Bel pulang sekolah sudah berbunyi 30 menit yang lalu. Mengakhiri penderitaan Adela yang sampai saat ini masih merasa terpaksa karena sebelumnya harus berlama-lama dengan Alesio di lapangan sekolah, menuntaskan hukuman yang diberikan Pak Azzam untuk keduanya.
Kini tetesan keringat mengalir deras di dahinya. Sepulang sekolah, Adela dan semua anggota Muay Thai kembali mengadakan perkumpulan. Baginya, ekstrakulikuler beladiri adalah media belajar untuk para perempuan agar bisa melindungi dirinya sendiri. Apalagi perempuan seringkali menjadi incaran kejahatan, karena kerap dianggap sebagai makhluk yang memiliki kemampuan fisik lebih lemah dibanding laki-laki. Padahala tidak juga, justru menurut Adela, perempuan adalah makhluk yang luar biasa kuatnya. Ketika sudah tiba pada waktunya, semua perempuan akan menjadi seorang Ibu yang dengan begitu hebatnya rela mengorbakan nyawanya untuk melahirkan seorang manusia.
Adela punya alasan, kenapa dia menyukai seni beladiri. Bukan karena hanya ingin melindungi diri tapi juga agar ia dipandang kuat oleh banyak cowok, sekaligus caranya sendiri. Mengobati luka yang jika orang-orang melihatnya dari luar, tampak baik-baik saja.

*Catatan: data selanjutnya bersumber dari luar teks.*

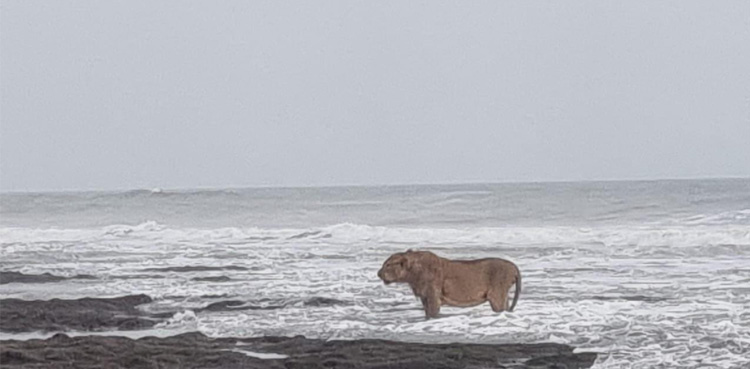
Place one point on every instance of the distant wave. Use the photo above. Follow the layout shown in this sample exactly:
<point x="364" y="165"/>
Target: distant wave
<point x="673" y="235"/>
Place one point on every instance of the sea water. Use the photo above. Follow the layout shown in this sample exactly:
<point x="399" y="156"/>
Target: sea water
<point x="647" y="274"/>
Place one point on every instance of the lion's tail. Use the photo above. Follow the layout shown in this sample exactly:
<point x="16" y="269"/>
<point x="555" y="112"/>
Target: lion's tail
<point x="518" y="289"/>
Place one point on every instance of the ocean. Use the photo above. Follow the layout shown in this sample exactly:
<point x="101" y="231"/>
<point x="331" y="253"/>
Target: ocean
<point x="648" y="274"/>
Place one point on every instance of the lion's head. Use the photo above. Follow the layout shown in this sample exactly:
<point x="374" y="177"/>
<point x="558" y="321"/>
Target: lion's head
<point x="395" y="269"/>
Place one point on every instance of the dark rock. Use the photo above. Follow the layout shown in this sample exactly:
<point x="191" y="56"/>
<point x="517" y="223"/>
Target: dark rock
<point x="17" y="277"/>
<point x="221" y="278"/>
<point x="86" y="314"/>
<point x="194" y="350"/>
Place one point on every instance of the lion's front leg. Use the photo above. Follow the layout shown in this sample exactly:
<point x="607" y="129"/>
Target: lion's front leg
<point x="431" y="304"/>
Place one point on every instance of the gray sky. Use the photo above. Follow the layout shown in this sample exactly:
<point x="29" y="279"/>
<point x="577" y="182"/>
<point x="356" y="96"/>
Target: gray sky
<point x="180" y="94"/>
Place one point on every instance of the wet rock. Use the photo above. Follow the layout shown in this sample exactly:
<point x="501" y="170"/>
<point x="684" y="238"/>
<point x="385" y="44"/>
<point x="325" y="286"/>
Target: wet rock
<point x="195" y="268"/>
<point x="17" y="277"/>
<point x="87" y="314"/>
<point x="194" y="350"/>
<point x="221" y="278"/>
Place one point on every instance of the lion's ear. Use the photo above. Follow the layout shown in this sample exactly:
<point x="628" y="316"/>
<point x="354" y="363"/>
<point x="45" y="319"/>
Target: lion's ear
<point x="412" y="263"/>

Seorang guru pembimbing berdiri di hadapan Adela. Sembari masing-masing telapak tangannya memakai sarung tangan yang memiliki bantalan busa. Benda itu akan menjadi sasaran untuk Adela pukul dan tendang. Sedangkan Adela memakai sarung tinju berwarna biru dikedua tangannya.
Sekelebat, bayangan wajah Alesio terbayang. Membuat semua amarah di hati Adela bergejolak. Tentang Alesio yang dengan teganya menyakiti perasaan Ceysa, sahabat yang sangat Adela sayangi layaknya seperti seorang saudara. Apalagi, sesama perempuan, Adela tidak terima jika Ceysa diperlakukan semena-mena oleh laki-laki. Terutama Alesio.
Pelan-pelan, Adela tak mampu menahan emosinya. Ia memukul sarung tangan dengan bantalan busa itu sekuat tenaga. Untungnya, sarung tangan yang dipakai Pak Edy bisa menyerap pukulan yang Adela lancarkan, membuatnya tidak mengalami cedera. Namun Pak Edy justru menepuk kedua bahunya. Sembari bilang. "Nice and cool. Adela! Sebelumnya kemampuan kamu sudah sangat baik dan kali ini semakin baik lagi." Pak Edy menepuk-nepuk bahu Adela. Ia merasa bangga memiliki Adela sebagai ketua ekstrakulikuler yang ia bina. Terlebih, karena Adela selalu mengharumkan nama eskul Muay Thai dengan prestasinya memenangkan setiap lomba beladiri mewakili Sma Cendaka Karya ini. "Baik, sudah pukul lima sore. Latihan kita tutup." Adela mengangguk menanggapi ucapannya. Suara bariton Pak Edy mengumpulkan semua anggota.
"Tetap semangat semuanya, dan jangan lupa jaga kesehatan," ucap Pak Edy. Sebelum pertemuan eskul ini diakhiri. Mereka semua berdoa terlebih dahulu. Lalu merapat membentuk sebuah lingkaran untuk saling menumpukkan telapak tangan ke punggung tangan satu sama lain dan mengangkatnya secara bersamaan.
Seragam olahraga yang Adela kenakan bermandikan keringat, wajahnya kusam dan ikatan rambutnya semakin dibuat asal-asalan. Sangat tidak menggambarkan cewek idaman kebanyakan cowok. Meski begitu, Adela tidak seburuk itu. Ia memiliki tinggi badan sedang dengan tubuh ideal berkulit kuning langsat. Juga wajah yang cukup menarik. Hanya saja, Adela lebih suka menjadi apa adanya daripada menuruti standar kecantikan.
Adela berjalan keluar dari ruangan eskul Muay Thai. Dengan santai melewati lapangan yang biasanya jika sore begini dijadikan tempat bermain basket. Mengingat kejadian sebelumnya, membuat Adela rasanya ingin kembali memukuli Alesio.